Establishes electronic prior authorization programs for Medicare Advantage plans, requiring real-time decisions and transparency. Specifies enrollee protection standards, timely response requirements, and detailed reporting, including AI use. Mandates reports to Congress evaluating implementation and challenges.
Analysis summaries, actor details, and coverage mappings were LLM-classified and may contain errors.
This is a binding federal statute enacted by the United States Congress that amends the Social Security Act, establishing mandatory requirements for Medicare Advantage plans with specific enforcement mechanisms, timelines, and regulatory oversight by the Secretary of Health and Human Services.
The document has minimal coverage of AI risk domains, with the only substantive coverage being subdomain 7.4 (Lack of transparency or interpretability) which receives a score of 2. The document briefly mentions AI use in prior authorization decisions and requires disclosure of such technology, but does not address the risks or harms associated with AI systems. Other risk domains are not covered as the document focuses on procedural requirements for Medicare Advantage plans rather than AI-specific risks.
This document exclusively governs the Health Care and Social Assistance sector, specifically Medicare Advantage plans and their use of prior authorization systems. It establishes comprehensive requirements for electronic prior authorization programs, transparency in AI-assisted decision-making, and reporting obligations for health insurance plans operating within the Medicare Advantage program.
The document primarily addresses the Deploy and Operate and Monitor stages of the AI lifecycle. It requires Medicare Advantage plans to disclose AI technology use in prior authorization decisions and report on outcomes, but does not cover earlier stages like planning, data collection, or model development.
The document explicitly mentions AI technology in the context of prior authorization decision-making systems. It references 'artificial intelligence technology' alongside related technologies like machine learning and clinical decision-making technology. However, it does not define or distinguish between AI models, AI systems, or specific categories like frontier AI, general purpose AI, or foundation models.
United States Congress
The document is Section 301 of the Health Care Price Transparency Act of 2023, which is federal legislation enacted by the United States Congress. The authority is explicitly stated as 'United States Congress' in the document information.
Secretary of Health and Human Services; Centers for Medicare & Medicaid Services
The Secretary of Health and Human Services is granted extensive enforcement authority throughout the document, including rulemaking powers, specification of requirements, publication of compliance information, and oversight of Medicare Advantage plans. CMS is explicitly mentioned as the agency responsible for publishing compliance information.
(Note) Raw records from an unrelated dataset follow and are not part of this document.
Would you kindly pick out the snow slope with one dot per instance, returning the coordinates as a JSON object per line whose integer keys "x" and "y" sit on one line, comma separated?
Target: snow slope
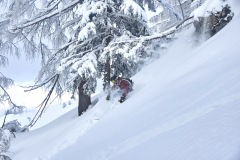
{"x": 185, "y": 106}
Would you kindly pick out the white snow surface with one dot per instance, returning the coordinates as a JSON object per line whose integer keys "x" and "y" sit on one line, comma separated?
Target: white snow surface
{"x": 185, "y": 106}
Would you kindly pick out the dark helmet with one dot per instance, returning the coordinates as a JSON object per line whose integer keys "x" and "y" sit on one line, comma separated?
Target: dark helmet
{"x": 113, "y": 78}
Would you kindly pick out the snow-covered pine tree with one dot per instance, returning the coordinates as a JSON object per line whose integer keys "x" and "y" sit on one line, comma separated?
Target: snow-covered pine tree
{"x": 102, "y": 23}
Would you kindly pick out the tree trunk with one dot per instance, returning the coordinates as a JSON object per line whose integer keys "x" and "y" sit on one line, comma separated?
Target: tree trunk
{"x": 181, "y": 9}
{"x": 107, "y": 75}
{"x": 84, "y": 100}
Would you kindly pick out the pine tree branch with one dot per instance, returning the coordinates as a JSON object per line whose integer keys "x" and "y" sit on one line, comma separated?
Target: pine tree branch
{"x": 43, "y": 17}
{"x": 44, "y": 102}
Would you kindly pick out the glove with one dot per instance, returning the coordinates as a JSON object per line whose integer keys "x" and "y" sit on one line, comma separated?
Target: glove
{"x": 122, "y": 99}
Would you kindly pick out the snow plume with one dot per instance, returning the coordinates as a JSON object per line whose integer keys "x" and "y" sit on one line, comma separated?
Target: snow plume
{"x": 131, "y": 8}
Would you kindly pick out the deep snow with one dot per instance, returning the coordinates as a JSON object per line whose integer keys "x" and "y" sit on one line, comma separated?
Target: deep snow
{"x": 185, "y": 106}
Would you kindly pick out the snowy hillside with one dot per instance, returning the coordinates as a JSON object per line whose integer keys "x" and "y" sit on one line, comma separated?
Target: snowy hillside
{"x": 185, "y": 106}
Secretary of Health and Human Services; Centers for Medicare & Medicaid Services; Medicare Payment Advisory Commission (MedPAC); Government Accountability Office (GAO); Congress
Multiple entities are assigned monitoring responsibilities. The Secretary/CMS monitors through mandatory reporting requirements and publishes compliance data. MedPAC is required to analyze and report on prior authorization information. GAO must evaluate implementation. Congress receives biennial reports from HHS on compliance.
Medicare Advantage plans; Medicare Advantage organizations
The legislation explicitly targets Medicare Advantage plans that impose prior authorization requirements. These plans are the entities required to establish electronic prior authorization programs, meet transparency requirements, and comply with enrollee protection standards. They are deploying AI technology in their prior authorization decision-making processes.